Lewis Hamilton said he would gain very little from access to Mercedes teammate Nico Rosberg's data after the driver topped the times but then stopped on track in Friday's practice for the British Grand Prix.
The 29-year-old Briton, champion in 2008 and desperate to win this Sunday's race to reboot his title bid this season, missed the final half hour of the afternoon's second free session while Rosberg ran without problems.
Hamilton, 29 points behind German Rosberg in the title race, had an engine problem that left him stranded out on the circuit.
Amid speculation that the two rivals and teammates share little data within the team, Hamilton made clear that full access to Rosberg's information would be of little use.
"The long run data doesn't really help in the sense that we drive so differently,” Hamilton explained. “It doesn't help you in the sense of understanding how the tyres are lasting, and whether you need to put the car into more understeer, or oversteer, whether you need to move the brake balance, or which corners you want to lift and coast.
"All those different things you need to practice. It makes it really hard, but I'll be OK. I don't know why things happen to my car so much. We'll fix it, but I really needed a long run. Now I don't know what the car is going to feel like for the race."
EVERYTHING IS OPEN
Rosberg played down suggestions that the two were not sharing their information. "We have to think about the team in the first instance and everything is open," he said.
"We share everything. We're dominating the sport because we've managed to work together really well.
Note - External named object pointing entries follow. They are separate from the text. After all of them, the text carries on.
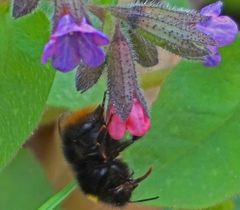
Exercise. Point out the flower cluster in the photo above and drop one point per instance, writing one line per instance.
(139, 28)
(221, 28)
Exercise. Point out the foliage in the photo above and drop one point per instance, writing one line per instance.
(25, 83)
(193, 145)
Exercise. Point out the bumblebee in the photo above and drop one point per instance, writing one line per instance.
(93, 155)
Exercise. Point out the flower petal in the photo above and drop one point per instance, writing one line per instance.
(212, 9)
(213, 60)
(66, 56)
(222, 29)
(92, 55)
(116, 127)
(66, 25)
(98, 37)
(138, 122)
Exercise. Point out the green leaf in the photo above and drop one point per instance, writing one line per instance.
(193, 144)
(104, 2)
(55, 200)
(25, 82)
(64, 93)
(23, 184)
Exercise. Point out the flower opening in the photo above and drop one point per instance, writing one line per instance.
(72, 43)
(137, 123)
(221, 28)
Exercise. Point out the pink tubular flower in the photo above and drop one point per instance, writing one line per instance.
(71, 42)
(221, 28)
(137, 123)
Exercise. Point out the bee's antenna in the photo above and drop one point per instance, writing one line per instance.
(139, 179)
(143, 200)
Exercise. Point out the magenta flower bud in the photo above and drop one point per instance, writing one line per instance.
(137, 123)
(221, 28)
(72, 43)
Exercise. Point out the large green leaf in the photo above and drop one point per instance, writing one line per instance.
(56, 199)
(194, 142)
(25, 83)
(23, 184)
(64, 93)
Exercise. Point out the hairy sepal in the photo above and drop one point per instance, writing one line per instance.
(87, 77)
(172, 29)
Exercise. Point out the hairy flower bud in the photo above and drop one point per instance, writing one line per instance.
(146, 53)
(172, 29)
(87, 77)
(126, 101)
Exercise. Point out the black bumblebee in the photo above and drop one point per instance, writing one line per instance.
(93, 155)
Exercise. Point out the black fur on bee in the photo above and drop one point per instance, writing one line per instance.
(93, 155)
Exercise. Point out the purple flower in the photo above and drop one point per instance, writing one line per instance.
(221, 28)
(70, 43)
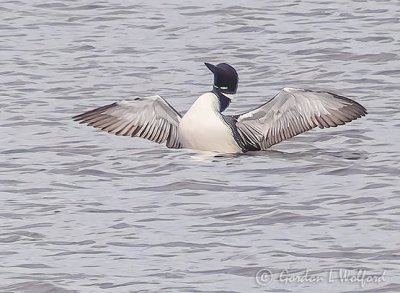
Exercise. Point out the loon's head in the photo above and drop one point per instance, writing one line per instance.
(226, 78)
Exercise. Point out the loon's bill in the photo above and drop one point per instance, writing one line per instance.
(204, 127)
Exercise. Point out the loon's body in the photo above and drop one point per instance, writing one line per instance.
(204, 127)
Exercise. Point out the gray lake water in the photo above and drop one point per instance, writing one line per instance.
(85, 211)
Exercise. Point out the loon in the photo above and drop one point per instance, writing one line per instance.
(203, 127)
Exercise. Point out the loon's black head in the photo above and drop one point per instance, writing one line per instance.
(226, 78)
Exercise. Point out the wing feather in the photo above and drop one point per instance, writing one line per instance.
(294, 111)
(151, 118)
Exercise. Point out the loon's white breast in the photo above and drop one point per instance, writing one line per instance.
(203, 127)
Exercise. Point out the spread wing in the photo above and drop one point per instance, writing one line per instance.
(294, 111)
(150, 117)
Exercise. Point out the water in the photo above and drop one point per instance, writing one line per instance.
(84, 211)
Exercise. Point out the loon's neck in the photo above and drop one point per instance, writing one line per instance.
(223, 100)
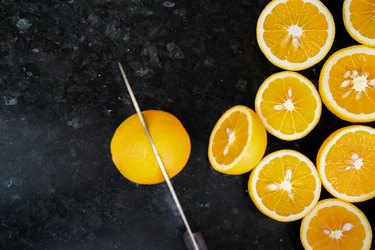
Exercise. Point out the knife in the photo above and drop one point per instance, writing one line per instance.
(193, 241)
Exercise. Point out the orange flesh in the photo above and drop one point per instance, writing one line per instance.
(333, 218)
(239, 124)
(304, 15)
(339, 168)
(288, 122)
(302, 181)
(363, 17)
(365, 66)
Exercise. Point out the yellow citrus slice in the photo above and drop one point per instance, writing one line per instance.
(285, 185)
(132, 153)
(335, 225)
(346, 163)
(288, 105)
(359, 20)
(237, 142)
(347, 83)
(295, 34)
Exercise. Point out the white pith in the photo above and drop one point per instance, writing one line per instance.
(361, 84)
(346, 227)
(288, 104)
(285, 185)
(295, 32)
(231, 137)
(356, 163)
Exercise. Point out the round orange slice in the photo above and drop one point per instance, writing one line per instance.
(359, 20)
(346, 163)
(295, 34)
(285, 185)
(288, 105)
(237, 142)
(347, 83)
(335, 225)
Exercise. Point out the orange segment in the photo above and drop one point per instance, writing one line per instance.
(335, 225)
(359, 20)
(237, 142)
(347, 84)
(346, 163)
(288, 105)
(284, 185)
(295, 34)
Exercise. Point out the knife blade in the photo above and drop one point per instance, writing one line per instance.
(193, 241)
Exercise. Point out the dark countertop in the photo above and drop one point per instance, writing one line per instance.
(61, 98)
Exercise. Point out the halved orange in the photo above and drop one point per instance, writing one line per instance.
(132, 153)
(346, 163)
(359, 20)
(295, 34)
(347, 83)
(285, 185)
(237, 142)
(288, 105)
(335, 225)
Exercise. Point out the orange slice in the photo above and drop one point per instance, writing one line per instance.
(359, 20)
(288, 105)
(335, 225)
(237, 142)
(347, 83)
(346, 163)
(295, 34)
(285, 185)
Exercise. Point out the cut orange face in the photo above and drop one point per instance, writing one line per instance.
(359, 20)
(295, 34)
(346, 163)
(288, 105)
(285, 185)
(347, 83)
(335, 225)
(237, 142)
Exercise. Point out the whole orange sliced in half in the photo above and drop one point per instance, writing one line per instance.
(346, 163)
(285, 185)
(335, 225)
(288, 105)
(359, 20)
(237, 142)
(347, 83)
(132, 153)
(295, 34)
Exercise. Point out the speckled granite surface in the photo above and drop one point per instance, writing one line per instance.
(61, 98)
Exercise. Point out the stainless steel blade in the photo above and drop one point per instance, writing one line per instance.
(158, 159)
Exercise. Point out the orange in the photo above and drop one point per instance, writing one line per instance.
(346, 163)
(295, 34)
(359, 20)
(132, 153)
(288, 105)
(335, 225)
(285, 185)
(347, 83)
(237, 142)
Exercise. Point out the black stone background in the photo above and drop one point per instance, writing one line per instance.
(61, 98)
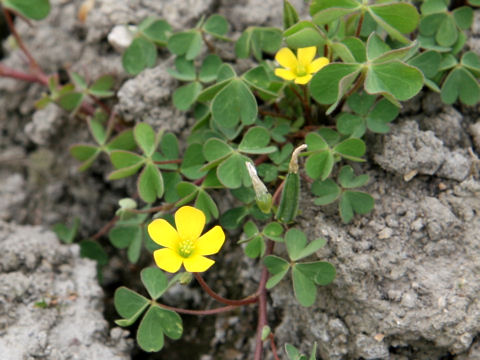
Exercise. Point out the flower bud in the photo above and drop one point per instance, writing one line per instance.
(262, 196)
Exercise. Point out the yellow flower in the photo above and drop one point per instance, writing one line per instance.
(185, 245)
(300, 68)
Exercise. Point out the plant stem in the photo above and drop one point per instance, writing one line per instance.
(33, 64)
(262, 305)
(248, 300)
(273, 346)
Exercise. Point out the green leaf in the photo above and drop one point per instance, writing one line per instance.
(150, 333)
(185, 96)
(71, 101)
(123, 141)
(145, 138)
(273, 231)
(428, 62)
(216, 25)
(92, 250)
(395, 78)
(184, 69)
(188, 43)
(129, 304)
(396, 19)
(319, 165)
(37, 11)
(325, 85)
(325, 273)
(348, 180)
(209, 68)
(86, 154)
(326, 11)
(122, 236)
(352, 202)
(171, 323)
(67, 234)
(463, 17)
(290, 15)
(460, 83)
(139, 55)
(276, 266)
(233, 104)
(157, 31)
(295, 240)
(193, 160)
(255, 141)
(135, 248)
(471, 61)
(232, 218)
(154, 281)
(232, 172)
(150, 184)
(304, 288)
(351, 149)
(327, 191)
(255, 247)
(315, 142)
(102, 86)
(349, 124)
(215, 149)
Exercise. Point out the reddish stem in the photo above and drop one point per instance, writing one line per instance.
(262, 305)
(105, 228)
(248, 300)
(273, 346)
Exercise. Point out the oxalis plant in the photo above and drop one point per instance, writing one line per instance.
(300, 113)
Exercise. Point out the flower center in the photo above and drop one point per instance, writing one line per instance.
(301, 70)
(186, 247)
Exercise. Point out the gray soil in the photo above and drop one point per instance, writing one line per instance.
(407, 273)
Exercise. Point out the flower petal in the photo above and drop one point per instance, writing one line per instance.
(285, 74)
(286, 58)
(168, 260)
(163, 233)
(306, 55)
(317, 64)
(210, 242)
(303, 79)
(190, 222)
(197, 263)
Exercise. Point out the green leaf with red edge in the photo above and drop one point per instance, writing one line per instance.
(37, 11)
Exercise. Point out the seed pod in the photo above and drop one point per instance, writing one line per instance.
(288, 207)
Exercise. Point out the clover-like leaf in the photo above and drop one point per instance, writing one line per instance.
(154, 281)
(327, 191)
(233, 104)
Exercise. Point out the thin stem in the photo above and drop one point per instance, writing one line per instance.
(105, 228)
(199, 312)
(262, 305)
(13, 30)
(248, 300)
(273, 346)
(176, 161)
(359, 25)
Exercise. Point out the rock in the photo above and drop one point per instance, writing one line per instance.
(406, 148)
(50, 301)
(409, 151)
(416, 288)
(147, 97)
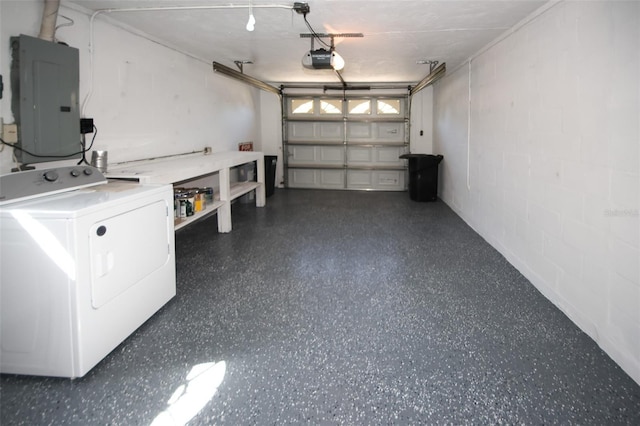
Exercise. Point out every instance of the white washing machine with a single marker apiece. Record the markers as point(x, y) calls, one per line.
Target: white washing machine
point(84, 264)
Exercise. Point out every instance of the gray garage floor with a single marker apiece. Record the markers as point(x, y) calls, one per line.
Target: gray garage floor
point(341, 308)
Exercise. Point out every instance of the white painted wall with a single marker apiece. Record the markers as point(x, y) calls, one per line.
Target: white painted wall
point(148, 99)
point(422, 119)
point(271, 130)
point(553, 155)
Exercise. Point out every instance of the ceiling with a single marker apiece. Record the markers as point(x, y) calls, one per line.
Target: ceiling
point(397, 33)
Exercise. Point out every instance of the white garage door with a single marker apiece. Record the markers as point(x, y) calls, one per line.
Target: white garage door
point(345, 143)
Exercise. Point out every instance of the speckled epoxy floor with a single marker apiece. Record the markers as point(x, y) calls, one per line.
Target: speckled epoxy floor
point(342, 308)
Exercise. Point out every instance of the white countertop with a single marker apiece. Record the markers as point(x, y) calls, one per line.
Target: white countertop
point(180, 168)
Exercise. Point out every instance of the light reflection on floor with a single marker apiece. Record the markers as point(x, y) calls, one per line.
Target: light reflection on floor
point(188, 399)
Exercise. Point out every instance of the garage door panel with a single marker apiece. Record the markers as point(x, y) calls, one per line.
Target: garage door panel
point(300, 131)
point(346, 150)
point(360, 155)
point(389, 132)
point(316, 178)
point(306, 155)
point(360, 131)
point(374, 156)
point(330, 131)
point(386, 180)
point(390, 155)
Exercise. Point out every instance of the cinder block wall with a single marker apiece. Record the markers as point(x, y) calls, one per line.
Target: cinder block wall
point(540, 135)
point(146, 99)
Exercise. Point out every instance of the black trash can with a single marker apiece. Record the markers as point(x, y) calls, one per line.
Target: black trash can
point(423, 176)
point(270, 162)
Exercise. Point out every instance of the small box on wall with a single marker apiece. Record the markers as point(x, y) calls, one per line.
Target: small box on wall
point(245, 146)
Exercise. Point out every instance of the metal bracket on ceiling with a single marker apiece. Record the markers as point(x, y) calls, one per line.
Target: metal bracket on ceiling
point(241, 64)
point(301, 8)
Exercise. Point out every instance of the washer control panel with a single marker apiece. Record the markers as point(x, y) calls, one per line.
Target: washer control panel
point(29, 184)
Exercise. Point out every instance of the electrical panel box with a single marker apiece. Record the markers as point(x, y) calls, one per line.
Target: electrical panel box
point(44, 85)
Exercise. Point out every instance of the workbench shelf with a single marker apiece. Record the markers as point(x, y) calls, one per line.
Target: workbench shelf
point(184, 168)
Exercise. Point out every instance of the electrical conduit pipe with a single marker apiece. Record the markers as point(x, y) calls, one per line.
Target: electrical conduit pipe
point(49, 19)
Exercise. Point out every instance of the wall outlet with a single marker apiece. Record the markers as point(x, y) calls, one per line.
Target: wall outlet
point(10, 133)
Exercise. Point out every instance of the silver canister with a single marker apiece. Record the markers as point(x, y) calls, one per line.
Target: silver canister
point(99, 160)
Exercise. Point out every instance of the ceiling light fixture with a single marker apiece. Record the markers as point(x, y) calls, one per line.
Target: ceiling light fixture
point(251, 23)
point(325, 58)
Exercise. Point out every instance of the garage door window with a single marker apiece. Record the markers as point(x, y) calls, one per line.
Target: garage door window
point(359, 106)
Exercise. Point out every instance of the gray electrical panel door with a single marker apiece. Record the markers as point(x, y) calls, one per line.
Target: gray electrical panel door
point(45, 81)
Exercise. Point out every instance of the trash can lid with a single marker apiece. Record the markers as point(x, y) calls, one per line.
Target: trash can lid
point(436, 158)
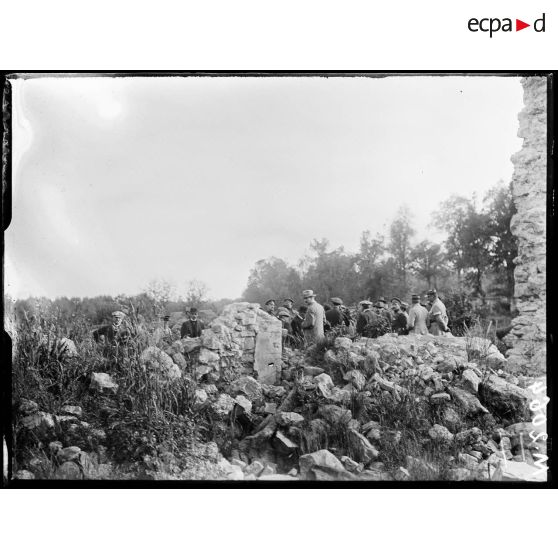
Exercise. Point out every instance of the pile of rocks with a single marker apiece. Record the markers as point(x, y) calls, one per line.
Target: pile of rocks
point(243, 338)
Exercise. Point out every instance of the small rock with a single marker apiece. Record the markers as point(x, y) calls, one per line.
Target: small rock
point(313, 371)
point(352, 466)
point(69, 454)
point(255, 468)
point(68, 471)
point(244, 403)
point(441, 434)
point(438, 398)
point(470, 381)
point(74, 410)
point(365, 451)
point(283, 445)
point(103, 382)
point(24, 474)
point(288, 419)
point(28, 407)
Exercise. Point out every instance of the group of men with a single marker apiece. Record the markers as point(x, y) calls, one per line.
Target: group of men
point(312, 320)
Of course, there comes a point where I am fighting him and at that point I will try to keep certain advantages, as he will too.
"We always try to keep an advantage over each other, but never compromising the team as a whole. It's a fine line."
Hamilton had clocked a best lap in 1 minute, 34.508 seconds to outpace Rosberg by 0.228 seconds on a warm and windy day that saw two-time champion Spaniard Fernando Alonso third quickest for Ferrari.
Hamilton came to a halt on track with a serious engine problem an hour into the 90-minutes session when he stopped out on the circuit. "Engine stopped," he told the team by radio. "Says engine kill, no shifting."
He managed only 14 completed laps compared to Rosberg's 35, an advantage for the championship leader that he may be able to exploit on Sunday.